Староверец Влас шепотил молитвы. Внимательно слушал их святой Георгий Победоносец. Счетовод Покровский продолжал дотошно искать запутанные ходы в годовом отчете. О своей правоте знал всё. О гнусном подлоге могла внести ясность кипа бухгалтерских бумаг. Они заперты в несгораемом сейфе. Бумаги сгораемы. Возможно, важные улики давно уничтожены, разлетелись пеплом по двору бревенчатой конторы. „Дали бы пять лет поражения в правах — тогда можно перебедовать… Будет время выиграть победу после поражения… Всех выведу на чистую водичку…“

О сыне, о Праске все думы Тимура. Взор простреливает сквозь барачные стены, долетает до захудалой деревеньки…

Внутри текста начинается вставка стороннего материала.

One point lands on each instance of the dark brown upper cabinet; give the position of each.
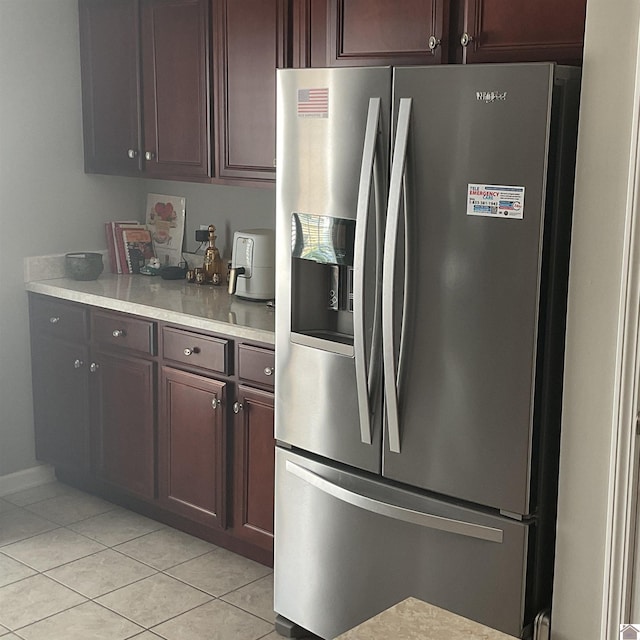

Вот крошка Никодимка грудь сосит… Вот матушка гремит сепараторными дисками — готовится молоко в сливки перегонять… Не отобрали бы корову, кузницу… Подлец Фесько — холопских кровей… барские иметь не будет… Родича Ганьку — пьяницу и недавнего зэка — в надзиратели пристроил… По всем статьям выходит — батя в гражданскую за власть лживую воевал. Кривда верх взяла, зубы скалит…».

4

Заподозрил Натан: Горбонос знает о посещении избы кузнеца. Молчит дьявол, но по глазам чирьястого чикиста можно прочесть осуждение: «Распочтарился… записочки да посылочки носишь».

«Прекращу посещения… до греха докачусь… Но как не бегать в недальнюю деревеньку. Праска тянет. Чувства кипят. После родов краше стала. Глазёнки остяцкие расширились, сияют, магнитят… Груди сарафанишко теснят…».

В последнее посещение перед Натаном большой связкой собольих шкурок трясла.

— Освободишь мужиков — все твои.

— Не такой у меня, Прасковьюшка, чин, чтобы запросто вызволять осужденных. Имей я власть — без соболей освободил бы.

— Не темни, комендатурец! Все вы там прелой дратвой шиты. Для безвинных легко ворота распахнуть.

В зыбке покачивался Никодимчик. Натан перегонял ревнивый взгляд со спящего младенца на Праску — видел слитость её черт, Тимура. Природа умело и бережно перемешала на личике отцовское и материнское. Никто не скажет — суразёнка в подоле принесла.

На молодой матери просторный ситцевый халат: по полям ткани разбежались крупные ромашки.

Соломонида справляла хозяйство в хлеву, гремела вёдрами.

Внезапно ромашковый луг раздвоился, смятые половинки распахнутого халата повисли в дрожащих руках Праски. Околдованный гость раскрыл от дива рот… отмахнулся как от наваждения… отшатнулся от обнаженной бесстыдницы… глаза полностью не зажмурил. В просвет щелочки любовался притягивающей красотой живота, ног, чернеющего холмика…

— Растерялся, соперничек?!. Ослепила тебя… Ради Тимура на всё пойду… Пожертвую честью… собственной соболюшкой. — Праска бесстыдно взъерошила кудрявые волосёнки, магическим пасом прикрыла мех. — Хочешь ведь, хочешь соболька?..

Сглатывая обильную слюну, ошарашенный ухажёр спешно покинул избу.

Не ожидал такого крутого поворота событий. Большая связка серебристых соболей… кудрявое пятно в матовой излучине ног… Видение сливалось во что-то необычно туманное, бесстыдное, ослепляющее.

«Ведьма… истинная ведьма…» — бубнил вышкарь, крупными шагами покоряя деревенскую накатанную дорогу. В спешке забыл взять у Соломониды письмецо и съестное. Не стал возвращаться… «Надо заканчивать почтарскую канитель. Горбонос, наверняка, ударит припрятанным козырем… Конечно — Праска — молодуха козырная, но не годится для той картёжно-шулерской игры, которая ведётся в Ярзоне… Что если предложить соболей коменданту… Вариант отпадает. Сочтёт за подкуп. Тогда и меха не увидишь и свобода мужикам не выгорит… Рисковая Праска. Любит гармониста до беспамятства, до откровенной стыдобы… Или во имя любви позор аннулируется, становится легким простительным грешком… Бестия! Ведь ничего не обещала. Блеснула остяцким бесстыдством — и всё… Авансик выдала…».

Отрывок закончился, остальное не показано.